Barring the nagging aberration that is Tim Brewster, Richard Pitino might own the shortest résumé of any coach hired to run a revenue sport at the University of Minnesota since John Gutekunst stuck around to clean up Lou Holtz's spittle-caked confetti.

Yet given the apathy and low expectations coating the Gophers basketball program like inch-thick dust, it would not be surprising if Pitino became the athletic department's best hire in a decade or two.

What frightens many alumni is that Pitino, a 30-year-old who has worked as a head coach for only one season, lacks experience. Given the state of the program and the unwillingness of proven coaches to take the Minnesota basketball job, Pitino might prove ideal: young and ambitious enough to treat Williams Arena as the promised land rather than a retirement home or unguarded ATM.

Norwood Teague couldn't hire Shaka Smart, so he hired the guy who might become the next Shaka Smart.

Think of it this way: If Pitino becomes the head coach that Teague envisions, this spring might have been the only chance Minnesota ever would have to hire him. By next year, he might have hit the "ignore'' button on his smartphone every time he saw a phone call from the 612 area code.

Whether or not you approve of Pitino, the hiring of Teague as athletic director dictated the hiring of someone like Pitino as head coach.

You don't hire Teague, a pursuer and nurturer of young head coaches and assistants, and then ask or expect him to hire someone like Tubby Smith or Flip Saunders — somebody who used to be somebody.

You hire Teague because you believe he can identify the next power coach, and because you believe he and his hand-picked coach can build the Gophers basketball program into a sustainable winner. Teague and Pitino will be linked because they need each other to succeed.

If the University of Minnesota wanted the next Gophers coach to be Saunders, it need not have hired Teague. Any alum could have made that hire. If Teague hadn't plumbed his contacts in search of the next big thing, he should have forfeited a year's salary.

Under more ideal circumstances, Minnesota would have hired someone like Smart or Buzz Williams, but the Gophers basketball program hasn't experienced ideal circumstances since the NCAA caught up with Bill Musselman.
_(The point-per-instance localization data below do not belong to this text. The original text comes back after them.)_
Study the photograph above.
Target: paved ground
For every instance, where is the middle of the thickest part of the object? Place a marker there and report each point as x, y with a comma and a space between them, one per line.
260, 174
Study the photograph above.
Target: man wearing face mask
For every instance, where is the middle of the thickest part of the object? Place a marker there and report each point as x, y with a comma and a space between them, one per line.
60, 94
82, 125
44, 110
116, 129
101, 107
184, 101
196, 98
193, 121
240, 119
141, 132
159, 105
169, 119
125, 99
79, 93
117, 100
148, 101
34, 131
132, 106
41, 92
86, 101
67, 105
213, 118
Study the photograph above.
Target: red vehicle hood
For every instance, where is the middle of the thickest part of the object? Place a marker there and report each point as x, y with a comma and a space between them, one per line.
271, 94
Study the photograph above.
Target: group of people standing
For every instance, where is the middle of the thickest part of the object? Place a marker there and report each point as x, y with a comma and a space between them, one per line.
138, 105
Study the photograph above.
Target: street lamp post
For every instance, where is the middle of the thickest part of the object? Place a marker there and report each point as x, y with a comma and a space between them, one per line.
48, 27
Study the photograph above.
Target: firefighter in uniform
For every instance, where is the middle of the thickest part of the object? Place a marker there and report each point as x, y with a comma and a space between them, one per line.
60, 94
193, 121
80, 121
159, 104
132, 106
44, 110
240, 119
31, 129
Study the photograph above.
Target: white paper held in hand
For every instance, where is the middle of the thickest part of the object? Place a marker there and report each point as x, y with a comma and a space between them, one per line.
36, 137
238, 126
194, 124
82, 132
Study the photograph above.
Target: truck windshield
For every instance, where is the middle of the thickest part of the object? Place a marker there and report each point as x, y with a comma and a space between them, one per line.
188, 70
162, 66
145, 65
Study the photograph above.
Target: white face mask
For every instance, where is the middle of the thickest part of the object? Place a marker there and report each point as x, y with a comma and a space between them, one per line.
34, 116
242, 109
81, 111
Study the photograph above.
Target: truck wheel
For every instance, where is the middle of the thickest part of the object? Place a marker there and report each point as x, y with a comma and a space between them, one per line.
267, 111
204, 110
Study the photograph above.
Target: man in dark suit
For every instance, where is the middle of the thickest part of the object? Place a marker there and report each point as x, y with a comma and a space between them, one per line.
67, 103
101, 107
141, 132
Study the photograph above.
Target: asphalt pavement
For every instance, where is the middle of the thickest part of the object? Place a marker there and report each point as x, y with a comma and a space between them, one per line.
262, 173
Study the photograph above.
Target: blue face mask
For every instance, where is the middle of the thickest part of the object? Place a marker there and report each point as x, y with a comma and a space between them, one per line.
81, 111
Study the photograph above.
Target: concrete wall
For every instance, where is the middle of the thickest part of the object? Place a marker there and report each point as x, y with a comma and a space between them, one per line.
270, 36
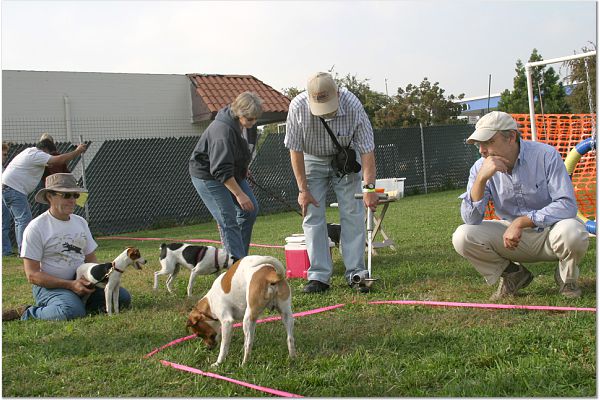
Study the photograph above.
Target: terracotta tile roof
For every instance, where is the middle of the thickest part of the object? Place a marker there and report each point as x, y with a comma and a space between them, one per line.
217, 91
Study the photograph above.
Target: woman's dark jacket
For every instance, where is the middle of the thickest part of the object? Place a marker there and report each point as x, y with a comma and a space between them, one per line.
221, 152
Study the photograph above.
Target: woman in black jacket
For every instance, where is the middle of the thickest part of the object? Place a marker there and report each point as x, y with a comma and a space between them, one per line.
219, 167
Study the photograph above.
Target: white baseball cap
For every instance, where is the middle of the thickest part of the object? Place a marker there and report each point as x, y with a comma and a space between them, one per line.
489, 124
322, 94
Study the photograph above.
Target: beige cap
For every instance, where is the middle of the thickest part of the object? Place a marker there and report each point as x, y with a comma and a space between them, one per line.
489, 124
322, 94
59, 183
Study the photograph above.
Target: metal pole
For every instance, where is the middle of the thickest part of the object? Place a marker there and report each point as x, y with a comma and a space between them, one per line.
423, 157
85, 206
489, 90
530, 85
68, 119
531, 105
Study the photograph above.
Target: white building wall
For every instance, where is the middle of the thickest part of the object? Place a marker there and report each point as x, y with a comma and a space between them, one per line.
40, 94
103, 106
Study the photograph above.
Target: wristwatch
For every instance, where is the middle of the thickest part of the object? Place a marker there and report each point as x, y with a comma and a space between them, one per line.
368, 188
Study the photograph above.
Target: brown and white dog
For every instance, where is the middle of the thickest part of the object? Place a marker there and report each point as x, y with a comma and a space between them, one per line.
242, 293
108, 275
200, 260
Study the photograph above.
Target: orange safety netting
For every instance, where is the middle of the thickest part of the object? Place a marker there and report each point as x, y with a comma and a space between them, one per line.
564, 132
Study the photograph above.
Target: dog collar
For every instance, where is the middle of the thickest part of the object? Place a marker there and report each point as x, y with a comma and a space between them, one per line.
115, 268
217, 258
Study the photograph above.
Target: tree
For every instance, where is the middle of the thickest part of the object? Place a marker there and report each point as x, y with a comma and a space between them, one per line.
370, 99
579, 100
546, 86
425, 104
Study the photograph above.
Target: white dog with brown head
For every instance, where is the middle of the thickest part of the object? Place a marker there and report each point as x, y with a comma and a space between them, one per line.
242, 293
108, 276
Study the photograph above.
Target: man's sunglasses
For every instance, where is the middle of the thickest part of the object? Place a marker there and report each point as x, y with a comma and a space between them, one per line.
67, 196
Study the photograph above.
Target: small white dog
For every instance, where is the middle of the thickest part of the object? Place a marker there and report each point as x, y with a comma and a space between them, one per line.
242, 293
108, 275
201, 260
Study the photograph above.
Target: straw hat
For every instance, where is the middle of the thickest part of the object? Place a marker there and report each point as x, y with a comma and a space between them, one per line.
59, 183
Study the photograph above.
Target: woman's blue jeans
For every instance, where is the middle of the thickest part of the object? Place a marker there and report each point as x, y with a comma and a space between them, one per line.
14, 207
235, 224
63, 304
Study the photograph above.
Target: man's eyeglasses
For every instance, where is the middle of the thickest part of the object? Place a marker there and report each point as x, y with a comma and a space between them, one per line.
67, 196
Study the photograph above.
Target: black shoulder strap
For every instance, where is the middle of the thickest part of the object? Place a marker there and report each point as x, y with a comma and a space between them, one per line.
337, 144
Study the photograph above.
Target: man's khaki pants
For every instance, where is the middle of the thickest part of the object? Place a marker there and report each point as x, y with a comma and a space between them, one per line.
565, 241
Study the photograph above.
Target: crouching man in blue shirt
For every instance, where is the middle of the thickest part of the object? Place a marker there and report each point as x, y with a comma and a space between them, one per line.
533, 195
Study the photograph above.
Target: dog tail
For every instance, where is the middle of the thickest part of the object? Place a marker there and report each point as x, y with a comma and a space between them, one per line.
279, 268
163, 251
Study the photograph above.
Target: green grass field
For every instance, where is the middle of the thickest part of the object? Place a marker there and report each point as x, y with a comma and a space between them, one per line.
360, 350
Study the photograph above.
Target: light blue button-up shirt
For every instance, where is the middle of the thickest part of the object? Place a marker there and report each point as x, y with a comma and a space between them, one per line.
351, 125
538, 187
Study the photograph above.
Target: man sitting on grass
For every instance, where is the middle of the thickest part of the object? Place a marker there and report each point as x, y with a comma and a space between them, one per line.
54, 244
533, 195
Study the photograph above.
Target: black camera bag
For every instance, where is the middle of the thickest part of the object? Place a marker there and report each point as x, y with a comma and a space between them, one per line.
344, 161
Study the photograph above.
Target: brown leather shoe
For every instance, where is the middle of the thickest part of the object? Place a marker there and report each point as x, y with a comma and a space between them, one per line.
14, 313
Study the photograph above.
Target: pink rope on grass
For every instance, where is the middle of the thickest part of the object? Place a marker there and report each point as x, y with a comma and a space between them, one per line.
481, 305
322, 309
275, 392
270, 246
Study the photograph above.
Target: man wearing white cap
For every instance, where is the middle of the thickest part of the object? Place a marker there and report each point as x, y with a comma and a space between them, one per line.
312, 151
533, 195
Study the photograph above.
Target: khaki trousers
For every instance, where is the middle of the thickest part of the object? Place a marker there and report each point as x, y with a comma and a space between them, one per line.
566, 241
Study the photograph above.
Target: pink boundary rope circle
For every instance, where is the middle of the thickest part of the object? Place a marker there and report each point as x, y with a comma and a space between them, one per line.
270, 246
322, 309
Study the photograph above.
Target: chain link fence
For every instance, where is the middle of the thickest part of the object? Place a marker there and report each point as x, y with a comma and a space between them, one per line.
142, 182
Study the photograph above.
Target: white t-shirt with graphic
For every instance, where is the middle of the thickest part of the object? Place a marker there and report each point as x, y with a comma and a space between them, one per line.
59, 246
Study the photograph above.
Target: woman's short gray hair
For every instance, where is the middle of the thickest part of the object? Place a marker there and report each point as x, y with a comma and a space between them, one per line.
248, 105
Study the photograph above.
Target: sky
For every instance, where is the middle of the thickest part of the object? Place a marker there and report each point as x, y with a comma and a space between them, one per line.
390, 43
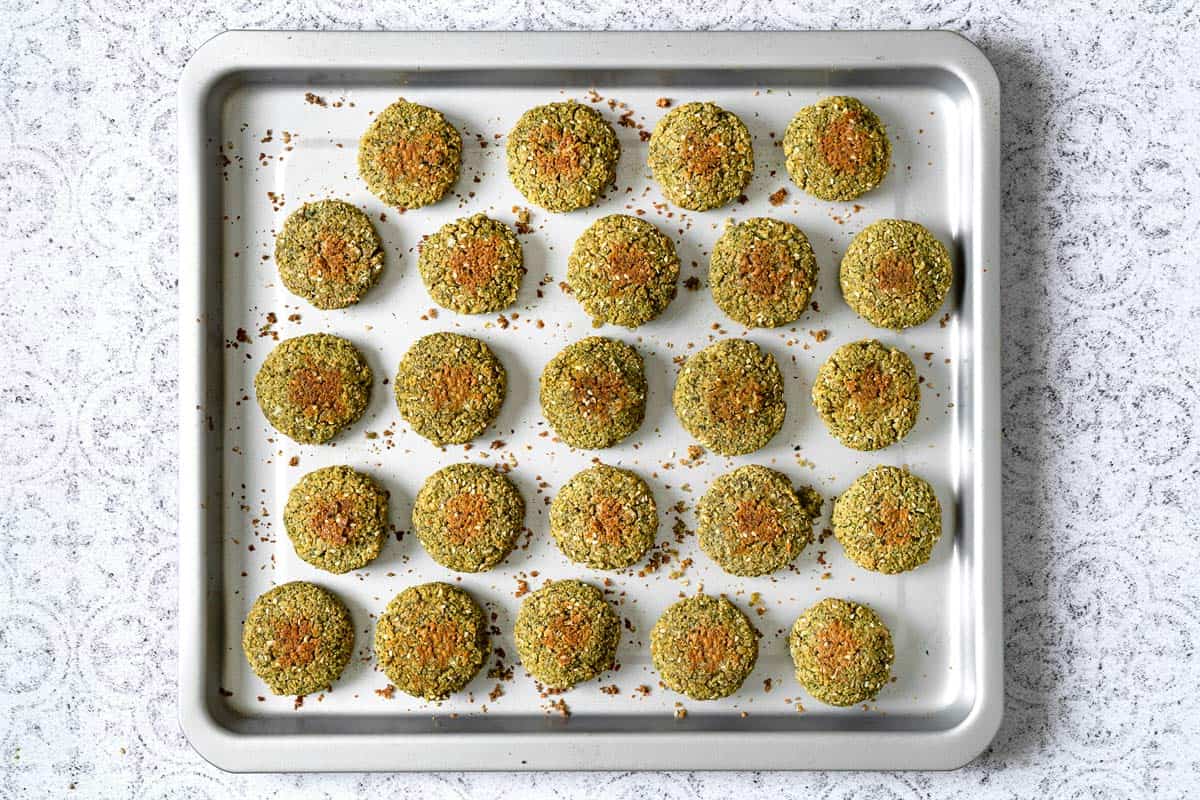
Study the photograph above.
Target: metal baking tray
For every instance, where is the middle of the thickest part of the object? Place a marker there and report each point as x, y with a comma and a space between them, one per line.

The Gophers basketball job is a midlevel Big Ten position. It offers the opportunity to play for one of the Big Ten's last NCAA at-large berths every winter. It lacks a practice facility and competes with four big-league sports for attention.

Minnesota can become a good job again, but the refurbishment will require the kind of energy and optimism usually associated with youth and perhaps even a constructive form of naiveté.

Teague said Friday that he wanted a coach who would be "a maniac'' in recruiting. If testimonials from Rick Pitino, Billy Donovan and others are accurate, Richard Pitino is a driven worker who knows the landscape. His success at Florida International demonstrates coaching chops, taking a program that Isiah Thomas turned into a smoking crater and winning 18 games in his first season.

Those who have criticized the hiring of Pitino cite the risk of hiring someone so young and inexperienced, but every coaching hire involves risk. The risk with Tubby Smith was that he would look at Minnesota as a golden-parachute job where he would not be burdened by high expectations. His national title didn't make him the right coach for Minnesota.

Pitino will bring energy and an attractive style of play to a program that has become known for timid coaching and player regression.

Richard Pitino doesn't seem to have gained enough experience to know that Minnesota has been a mediocre job since we learned the name Jan Gangelhoff, or that the current athletic department culture promotes avoidance of challenges. He's unspoiled enough to see upside and opportunity.

If Pitino can coach, and it appears that he can, his unwillingness to place a governor on expectations might become his most attractive trait.